Peneliti di Universitas Stanford telah mengembangkan teknologi inovatif yang bisa mengubah masa depan pengobatan batu ginjal yang menyakitkan. Mereka memodifikasi genetik bakteri usus untuk mengurai oksalat, penyebab utama batu tersebut.
Uji klinis melibatkan 51 relawan, termasuk 12 orang dengan hiperoksaluria usus, penyebab umum pembentukan batu ginjal berulang.
Peserta dibagi menjadi dua kelompok: satu menerima kapsul berisi bakteri termodifikasi genetik, sementara kelompok lain menerima plasebo. Perawatan berlangsung selama satu bulan, dan semua peserta mengonsumsi bubuk porfirin yang dilarutkan dalam air bersama antasida untuk menciptakan lingkungan yang cocok bagi aktivitas bakteri.
Setelah uji coba, hasil menunjukkan penurunan signifikan kadar oksalat pada kelompok yang menggunakan bakteri termodifikasi dibandingkan dengan kelompok lainnya.
Para peneliti memodifikasi strain bakteri usus bernama *Phocaeicola vulgatus* agar mampu mengurai oksalat, zat yang ditemukan dalam jumlah tinggi pada makanan tertentu seperti bayam, kacang-kacangan, cokelat hitam, dan teh.
Mereka juga membuat bakteri tersebut bergantung pada porfirin sebagai sumber makanan—sejenis karbohidrat yang tidak bisa dicerna sebagian besar bakteri usus—sehingga memberinya kemampuan bertahan hidup selama mungkin di dalam usus.

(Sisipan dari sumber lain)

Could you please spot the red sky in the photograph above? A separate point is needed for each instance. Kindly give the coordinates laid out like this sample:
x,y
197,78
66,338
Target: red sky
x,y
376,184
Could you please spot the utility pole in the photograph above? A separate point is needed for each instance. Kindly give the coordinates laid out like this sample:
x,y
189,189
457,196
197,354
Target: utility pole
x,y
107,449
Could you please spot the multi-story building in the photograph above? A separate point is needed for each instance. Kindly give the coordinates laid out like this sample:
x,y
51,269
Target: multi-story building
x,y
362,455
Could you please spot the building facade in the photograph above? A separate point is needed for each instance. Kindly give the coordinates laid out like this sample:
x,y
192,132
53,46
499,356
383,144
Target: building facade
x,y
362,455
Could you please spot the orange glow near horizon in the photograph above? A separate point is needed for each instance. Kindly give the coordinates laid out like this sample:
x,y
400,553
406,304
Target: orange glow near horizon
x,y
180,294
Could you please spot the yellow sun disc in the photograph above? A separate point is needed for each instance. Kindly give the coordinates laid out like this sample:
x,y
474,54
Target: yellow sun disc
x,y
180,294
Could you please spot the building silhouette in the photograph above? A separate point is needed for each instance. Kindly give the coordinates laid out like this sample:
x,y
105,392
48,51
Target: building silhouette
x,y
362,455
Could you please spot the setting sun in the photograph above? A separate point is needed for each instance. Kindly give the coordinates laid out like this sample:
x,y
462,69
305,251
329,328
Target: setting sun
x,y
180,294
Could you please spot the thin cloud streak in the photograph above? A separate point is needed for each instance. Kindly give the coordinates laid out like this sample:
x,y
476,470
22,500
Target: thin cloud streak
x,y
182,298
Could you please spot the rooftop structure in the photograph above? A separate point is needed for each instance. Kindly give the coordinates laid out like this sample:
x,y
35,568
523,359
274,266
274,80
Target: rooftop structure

Ketergantungan bakteri pada porfirin memberi para peneliti “tombol pemutus”, memungkinkan mereka menghentikan aktivitas bakteri hanya dengan menghentikan konsumsi bubuk harian.
Metode ini berpotensi digunakan untuk mengobati atau mencegah penyakit usus lainnya, termasuk penyakit radang usus dan beberapa jenis kanker. Tim saat ini sedang melakukan uji coba pada pasien dengan sindrom iritasi usus besar.